At a user conference some years ago, I was introduced by the host saying that there are two things you should never see being made – sausage and demographics. He went on to tell the audience that I wasn’t there to talk about sausage. Great introduction, especially since the topic he specifically wanted me to address was understanding and using error as an analytical tool. Let’s take a look at what is happening on the factory floor for our latest database creation, gentrification.

Gentrification has long been a hot topic in urban geography circles. It is often considered as a mixed blessing – a decaying area is revitalized by middle- and upper-income people wishing to live relatively close to the city center. But in so doing, the existing lower-income tenants of the area, often from a minority group, are displaced. One of the better works on the topic, albeit with a clear negative bias, we found was from the National Community Reinvestment Coalition (NCRC), entitled Shifting Neighborhoods: Gentrification and Cultural Displacement in American Cities.

We know what gentrification looks like when we see it – some houses are newly renovated while others are somewhat worse for wear with driveways that look like the beginnings of a museum for 1990’s economy cars. But the reality is that we can’t visit every street in the nation on a regular basis, so we must rely on data.

Sadly, we found no gentrification questions on the American Community Survey. This occurs with alarming regularity – with no direct measure, we must cobble together something that is plausible and testable against known cases.

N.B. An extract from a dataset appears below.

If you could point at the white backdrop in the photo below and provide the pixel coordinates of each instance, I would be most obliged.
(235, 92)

Gentrification is a particular form of neighborhood demographic shift that occurs in areas which:

  • Are of at least moderate urban density and are within the spatial context of an urban area
  • Are older neighborhoods with largely single-family dwellings (attached or detached) with relatively low real estate prices
  • Is of modest or low income

It is recognized, after the fact, by considering:

  • Growth in relative income
  • Decline in vacant housing
  • Increasing home ownership
  • Appreciating real estate values
  • Declining unemployment
  • Increasing educational attainment levels
  • Significant race/ethnicity changes

Immediately, we have two components to the model – a selection phase, and a scoring phase.

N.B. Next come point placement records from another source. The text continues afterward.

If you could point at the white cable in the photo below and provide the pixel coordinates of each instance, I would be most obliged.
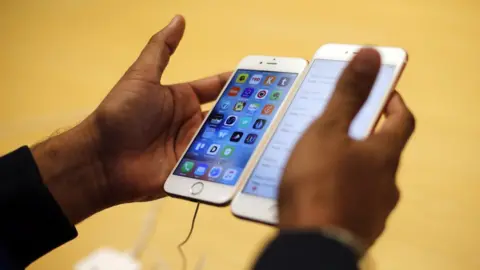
(147, 231)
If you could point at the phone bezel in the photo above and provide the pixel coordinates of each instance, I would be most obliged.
(264, 209)
(217, 193)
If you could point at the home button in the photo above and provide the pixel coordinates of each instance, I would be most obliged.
(196, 188)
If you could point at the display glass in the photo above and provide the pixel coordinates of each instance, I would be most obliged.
(307, 105)
(226, 141)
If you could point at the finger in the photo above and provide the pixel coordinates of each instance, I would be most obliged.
(398, 125)
(155, 56)
(207, 89)
(352, 89)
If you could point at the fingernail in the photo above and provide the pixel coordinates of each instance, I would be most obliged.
(174, 20)
(367, 60)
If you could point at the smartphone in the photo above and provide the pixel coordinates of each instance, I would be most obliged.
(258, 196)
(213, 164)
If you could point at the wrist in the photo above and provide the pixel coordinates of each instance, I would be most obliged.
(71, 170)
(345, 237)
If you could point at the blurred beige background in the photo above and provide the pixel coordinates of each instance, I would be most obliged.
(59, 59)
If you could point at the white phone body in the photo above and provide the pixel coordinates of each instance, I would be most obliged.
(211, 168)
(256, 199)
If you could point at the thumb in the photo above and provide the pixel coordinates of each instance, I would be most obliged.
(155, 56)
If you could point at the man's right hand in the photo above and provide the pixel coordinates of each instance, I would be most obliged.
(332, 180)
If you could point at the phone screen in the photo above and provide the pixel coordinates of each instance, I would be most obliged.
(226, 141)
(308, 104)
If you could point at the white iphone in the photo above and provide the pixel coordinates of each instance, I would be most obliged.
(257, 197)
(213, 164)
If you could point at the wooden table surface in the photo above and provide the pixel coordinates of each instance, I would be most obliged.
(59, 59)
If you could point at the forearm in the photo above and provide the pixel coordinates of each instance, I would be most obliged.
(72, 172)
(303, 250)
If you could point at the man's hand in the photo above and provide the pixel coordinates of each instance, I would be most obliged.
(334, 181)
(126, 149)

The selection phase is used to weed out block groups in which the demographic shifts would not be considered as gentrification. For example, we might find all seven factors in an area which was recently farmland and is now a newly minted affluent suburb. But what constitutes a lower income neighborhood? What might be considered low income in one city can be solidly middle income in another. The solution is to index the income of each neighborhood to the metropolitan area average, then do the same with the other variables. Selection results in a pool of eligible block groups which satisfy each of our criteria and will be scored.

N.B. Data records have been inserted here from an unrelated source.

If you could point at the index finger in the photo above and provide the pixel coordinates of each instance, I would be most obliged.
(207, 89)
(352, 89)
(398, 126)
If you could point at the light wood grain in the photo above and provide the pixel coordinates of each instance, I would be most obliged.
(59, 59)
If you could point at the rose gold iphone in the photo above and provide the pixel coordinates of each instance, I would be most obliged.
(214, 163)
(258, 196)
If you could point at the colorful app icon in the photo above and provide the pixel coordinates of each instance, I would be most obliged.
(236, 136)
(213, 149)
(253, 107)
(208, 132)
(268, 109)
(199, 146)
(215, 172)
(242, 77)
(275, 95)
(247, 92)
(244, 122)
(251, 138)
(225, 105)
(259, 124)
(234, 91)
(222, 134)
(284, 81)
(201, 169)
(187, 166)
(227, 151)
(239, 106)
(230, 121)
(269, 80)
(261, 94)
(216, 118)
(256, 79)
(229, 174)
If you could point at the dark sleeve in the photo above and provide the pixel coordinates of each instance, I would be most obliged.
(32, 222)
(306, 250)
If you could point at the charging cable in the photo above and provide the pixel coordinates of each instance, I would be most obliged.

Measuring change requires time series data. For geographic areas, this requires consistently defined areas in a world where every ten years the block groups are significantly modified. The older the census data, the more times it has been abused by being estimated on new boundaries, so we chose 1990 as the starting point and pulled the appropriate variables from 1990, 2000, 2010, and the current year.

But how do you use them? After all, they are measuring different objects (dwellings, households, and people) on incompatible scales. The solution is to index each against the metropolitan average which standardizes the data and allows us to compute a trend line. The magnitude of the slope indicates the strength of the shift, while its sign indicates direction.

These scores were then weighted – we considered a relative income growth to be much more important than a relative increase in educational attainment. The benefit of this approach is that does not require all seven measures to show the expected trend to result in a high score which indicates gentrification has occurred. It also allows us to differentiate between slight and substantial shift quite readily.

At the end of the process, any block group with a positive score was assumed to have some degree of gentrification. The high scores were, of course, way off the scale, so we take a logarithmic transformation of the results in order to provide a more reasonable distribution of the results. This was termed the “historic gentrification index”.

And what about projections? The criteria for selection remain the same, but obviously these are a different set of block groups than in 1990. By comparing the initial conditions on the seven variables to the gentrification index, we were able to determine that areas closer to the average income were more likely to have gentrified 30 years later than those which were extremely low income.

Each block group can then be given a potential score which is based on observed change. But we also know that this process tends to occur on one street, followed by an adjacent street, and so forth. In other words, this is a classic spatial contagion model, which we implemented as a simple gravity model that incorporates both the current conditions of each neighborhood, but also its spatial context in relation to nearby areas where gentrification has occurred. As you would expect, the potential index is generally high in low-income areas which are adjacent to areas that have recently gentrified. The result is often sharp boundaries which is what we expect to see in many areas.

So how good is the sausage? Time will tell, but in cities we know well, the historical index appears to capture the neighborhoods we expected to find, and the patterns of potential properly identify areas locally known as the next up-and-coming areas. Like a good sausage, there is always room for tinkering with the recipe.